Spark use summary and share "go"

Source: Internet
Author: User
Tags types of functions spark rdd

Background

It has been developed for several months with spark. The learning threshold is higher than python/hive,scala/spark. In particular, I remember that when I first started, I was very slow. But thankfully, this bitter (BI) day has passed. Yikusitian, in order to avoid the other students of the project team detours, decided to summarize and comb the use of spark experience.

Spark Basics

Cornerstone Rdd

The core of Spark is the RDD (elastic distributed data Set), a common data abstraction that encapsulates the underlying data manipulation, such as map,filter,reduce. RDD provides an abstraction of data sharing , which is less common than other big data processing frameworks such as mapreduce,pegel,dryadlinq and hive, so the RDD is more generic.

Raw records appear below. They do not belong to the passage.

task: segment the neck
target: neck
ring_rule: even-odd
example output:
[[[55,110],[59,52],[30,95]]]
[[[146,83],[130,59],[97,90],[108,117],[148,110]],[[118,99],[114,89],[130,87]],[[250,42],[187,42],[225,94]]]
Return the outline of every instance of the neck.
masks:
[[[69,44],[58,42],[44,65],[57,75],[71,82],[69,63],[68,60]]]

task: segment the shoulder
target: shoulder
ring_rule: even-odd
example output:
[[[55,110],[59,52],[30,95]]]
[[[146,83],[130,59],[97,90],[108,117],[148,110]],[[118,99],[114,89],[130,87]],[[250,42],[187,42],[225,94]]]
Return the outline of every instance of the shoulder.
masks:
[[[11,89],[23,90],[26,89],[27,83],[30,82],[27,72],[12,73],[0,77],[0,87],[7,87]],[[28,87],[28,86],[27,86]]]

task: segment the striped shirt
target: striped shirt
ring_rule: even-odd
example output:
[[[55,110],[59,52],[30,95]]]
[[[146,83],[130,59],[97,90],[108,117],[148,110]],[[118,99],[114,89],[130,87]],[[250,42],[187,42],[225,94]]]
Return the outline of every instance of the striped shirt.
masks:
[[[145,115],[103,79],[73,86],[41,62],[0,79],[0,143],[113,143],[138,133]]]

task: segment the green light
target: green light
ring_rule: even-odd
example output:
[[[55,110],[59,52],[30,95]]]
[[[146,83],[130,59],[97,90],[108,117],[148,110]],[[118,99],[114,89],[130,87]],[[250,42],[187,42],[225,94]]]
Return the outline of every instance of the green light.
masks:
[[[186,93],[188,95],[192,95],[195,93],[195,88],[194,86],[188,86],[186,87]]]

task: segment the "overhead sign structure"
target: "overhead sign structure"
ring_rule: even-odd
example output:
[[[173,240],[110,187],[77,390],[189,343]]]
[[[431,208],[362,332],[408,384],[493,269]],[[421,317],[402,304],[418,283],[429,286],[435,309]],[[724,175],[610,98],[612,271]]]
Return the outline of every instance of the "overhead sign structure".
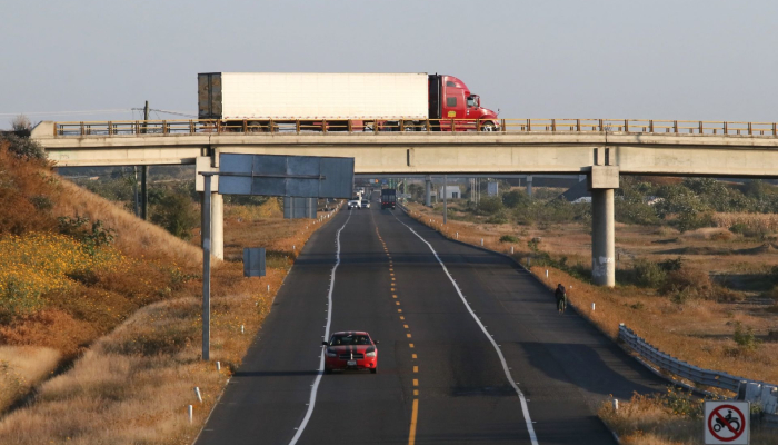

Briefly summarize Rdd:rdd is a non-modifiable, distributed collection of objects. Each RDD consists of multiple partitions, each of which can be computed at the same time on different nodes in the cluster. The RDD can contain any object in Python,java and Scala.

The application in the spark ecosystem is based on the Rdd build (), which fully illustrates that the RDD abstraction is generic enough to describe most scenarios.

Rdd operation type-conversions and actions

The operation of the RDD is divided into two main categories: conversion (transformation) and action (action). The main difference between the two types of functions is that the conversion accepts the RDD and returns the RDD, while the action accepts the RDD but returns a non-Rdd. The conversion takes the lazy call mechanism, each of which records the method of the parent RDD conversion, which is called the Blood (lineage), and the action call is calculated directly.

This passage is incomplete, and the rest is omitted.